Eğer Niagara Şelalesi'ne hiç gitmediyseniz, olağanüstü bir manzarayı kaçırmışsınız demektir. Şelalenin kuvvetini, hiddetini ve eşsiz güzelliğini anlatmaya kelimeler yetmez. Suyun bir kısmı Niagara Nehri üzerindeki büyük hidroelektrik santrallerine yönlendirilmeden önce, dakikada 350 milyon litrenin üzerinde suyun yaklaşık 58 metrelik yükseklikten aşağı aktığı tahmin ediliyordu. Evdeki duş gibi bir şey değil kuşkusuz.

Eğer balayı, tatil veya herhangi bir sebepten dolayı Niagara Şelalesi'ne bir seyahat planlıyorsanız, şelalede su olmasını umut edersiniz. Ne de olsa kuru bir şelale yüksek bir kayalıktan başka bir şey değildir ve bunun da hiçbir özel tarafı yoktur.

Amerikan Şelalesi'nin, askeri mühendisler tarafından, 1969 yılında, nehre bir set kurularak kapatıldığını duymuşsunuzdur. Ancak şelale bütünüyle durdurulmamıştı; su, Horseshoe Şelalesi'ne ve elektrik santrallerine yönlendirilmişti.

Benim burada bahsedeceğim ise, 29 Mart 1848 tarihinde şelalenin kuruduğu gün meydana gelen bir dizi tuhaf olay. O günlerde kuraklık falan da yoktu.

Peki ne olmuştu?

28 Mart gecesi, şelalenin gürültüsüne alışmış bölge sakinlerinin alışılmamış bir sessizlik sonucunda uyandıkları anlaşılıyor. Kudretli Niagara susmuştu. Sanırım bu tren yolu çevresinde yaşamak gibi bir şey; bir süre sonra gürültüyü fark etmez hale geliyorsunuz ama ses kesildiğinde yadırgıyorsunuz. (En azından annemin iddiası bu; çocukken ne zaman büyükannemlerin evinde kalsam, tren yüzünden bütün gece uyuyamazdım.)

Yüzlerce insan evlerinden çıkıp ne olduğunu anlamaya çalıştılar. Şelaleden geriye birkaç küçük su akıntısı kaldığını gördüler.
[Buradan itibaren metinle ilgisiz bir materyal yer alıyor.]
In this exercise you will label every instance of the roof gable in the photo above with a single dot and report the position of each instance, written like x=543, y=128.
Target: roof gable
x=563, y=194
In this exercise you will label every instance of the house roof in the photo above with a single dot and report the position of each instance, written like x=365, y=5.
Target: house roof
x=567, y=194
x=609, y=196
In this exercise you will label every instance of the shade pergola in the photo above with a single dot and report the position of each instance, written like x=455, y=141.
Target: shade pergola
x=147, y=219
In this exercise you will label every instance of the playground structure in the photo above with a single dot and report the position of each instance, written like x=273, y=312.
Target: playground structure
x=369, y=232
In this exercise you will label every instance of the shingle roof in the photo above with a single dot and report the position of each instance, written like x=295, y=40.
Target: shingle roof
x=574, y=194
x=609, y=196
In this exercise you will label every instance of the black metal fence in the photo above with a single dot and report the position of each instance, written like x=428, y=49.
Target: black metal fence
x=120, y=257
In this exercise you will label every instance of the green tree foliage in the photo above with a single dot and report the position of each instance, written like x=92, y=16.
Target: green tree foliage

Herkes evlerine çekildiği sırada suyun normal seviyesinde olduğuna emindiler.

Kimse ne olup bittiğini bilmiyordu. Nasıl olsa kimsenin bir uçağa atlayıp ırmağın yukarı kısımlarının ne durumda olduğuna bakma şansı yoktu. Birilerini aramak için telefon da yoktu. Ve elbette, televizyon ya da radyo gibi lükslere de sahip değillerdi.

Bir başka deyişle, ne olup bittiği hakkında kimsenin en ufak bir fikri yoktu.

Kimileri bunun dünyanın sonu, kutsal kitapların bahsettiği mahşer günü olduğu sonucunu çıkardı. Bölgedeki kiliselere doluşup, her şeyin yoluna girmesi için dua ettiler.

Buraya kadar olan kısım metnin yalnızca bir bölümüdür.